Limitations & Future Work

  1. Single Interaction Assumption: Currently requires the video to contain motion for all parts; unmanipulated parts cannot be discovered.
  2. Rigid Motion Assumption: Sequential RANSAC assumes rigid motion for each part, failing to handle flexible hinges or elastic deformations.
  3. Computational Cost: The combination of dual Gaussian representations and sequential RANSAC entails high computational overhead, making real-time performance difficult.

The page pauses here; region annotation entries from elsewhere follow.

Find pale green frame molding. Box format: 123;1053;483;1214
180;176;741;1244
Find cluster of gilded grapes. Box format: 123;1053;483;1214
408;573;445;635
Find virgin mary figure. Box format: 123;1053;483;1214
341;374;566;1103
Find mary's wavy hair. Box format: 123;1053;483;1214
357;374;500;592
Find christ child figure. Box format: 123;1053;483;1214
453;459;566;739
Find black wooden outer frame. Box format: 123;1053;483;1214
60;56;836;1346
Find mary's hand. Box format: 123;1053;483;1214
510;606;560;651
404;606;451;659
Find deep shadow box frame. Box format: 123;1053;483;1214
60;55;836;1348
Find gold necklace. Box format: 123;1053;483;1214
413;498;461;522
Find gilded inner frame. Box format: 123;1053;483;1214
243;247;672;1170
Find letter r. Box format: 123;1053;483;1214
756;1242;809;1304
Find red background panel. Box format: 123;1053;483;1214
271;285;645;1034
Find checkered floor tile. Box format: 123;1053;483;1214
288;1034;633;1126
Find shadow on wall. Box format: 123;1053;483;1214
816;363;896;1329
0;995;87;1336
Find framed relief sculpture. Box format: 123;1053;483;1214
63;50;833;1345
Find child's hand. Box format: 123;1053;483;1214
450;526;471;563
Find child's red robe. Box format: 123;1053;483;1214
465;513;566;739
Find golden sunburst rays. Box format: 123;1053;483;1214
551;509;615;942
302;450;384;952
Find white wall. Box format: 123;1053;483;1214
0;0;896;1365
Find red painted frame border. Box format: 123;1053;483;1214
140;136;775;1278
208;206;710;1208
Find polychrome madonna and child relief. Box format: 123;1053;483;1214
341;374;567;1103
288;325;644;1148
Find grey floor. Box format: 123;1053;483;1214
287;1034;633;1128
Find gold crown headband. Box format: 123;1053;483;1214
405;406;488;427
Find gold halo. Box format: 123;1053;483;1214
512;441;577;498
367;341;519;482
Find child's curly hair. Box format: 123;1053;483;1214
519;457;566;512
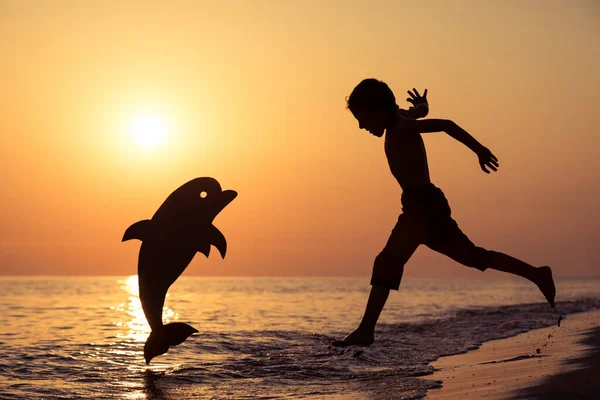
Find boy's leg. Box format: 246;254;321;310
426;219;556;307
333;214;426;347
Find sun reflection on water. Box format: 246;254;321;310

  4. Dependency on Video Quality: Low-quality videos with significant motion blur or heavy occlusion may lead to inaccurate dynamic Gaussian estimation.

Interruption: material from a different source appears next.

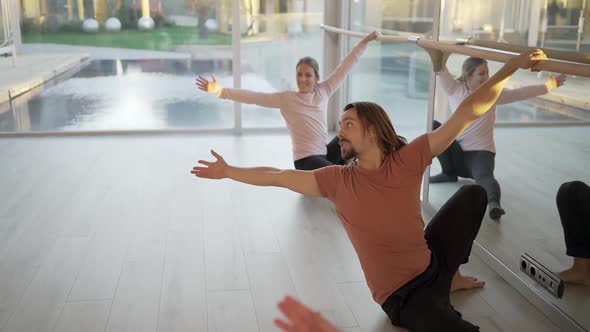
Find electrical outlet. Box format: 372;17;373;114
520;253;564;298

  • Articulated Object Reconstruction: Gaussian Splatting-based methods like DTA (Liu et al., 2024) and ArtGS (Huang et al., 2024).
  • 3D Gaussian Splatting: Base frameworks 3DGS (Kerbl et al., 2023) and Dynamic 3DGS (Luiten et al., 2024).
  • Part Segmentation: Supervised methods (PartNet, Mo et al., 2019) and unsupervised methods like SAM3D.
  • RANSAC: The classic framework by Fischler & Bolles (1981) and its sequential applications in multi-model fitting.

Rating

  • Novelty: ⭐⭐⭐⭐⭐ Prior-free discovery + Dual GS decoupling + SDMD are all novel designs.
  • Experimental Thoroughness: ⭐⭐⭐⭐ Validated on various object types with comprehensive ablations.
  • Writing Quality: ⭐⭐⭐⭐ Clear method workflow and detailed experimental presentation.
  • Value: ⭐⭐⭐⭐⭐ Prior-free understanding of articulated objects is of high practical value for robotics and embodied AI.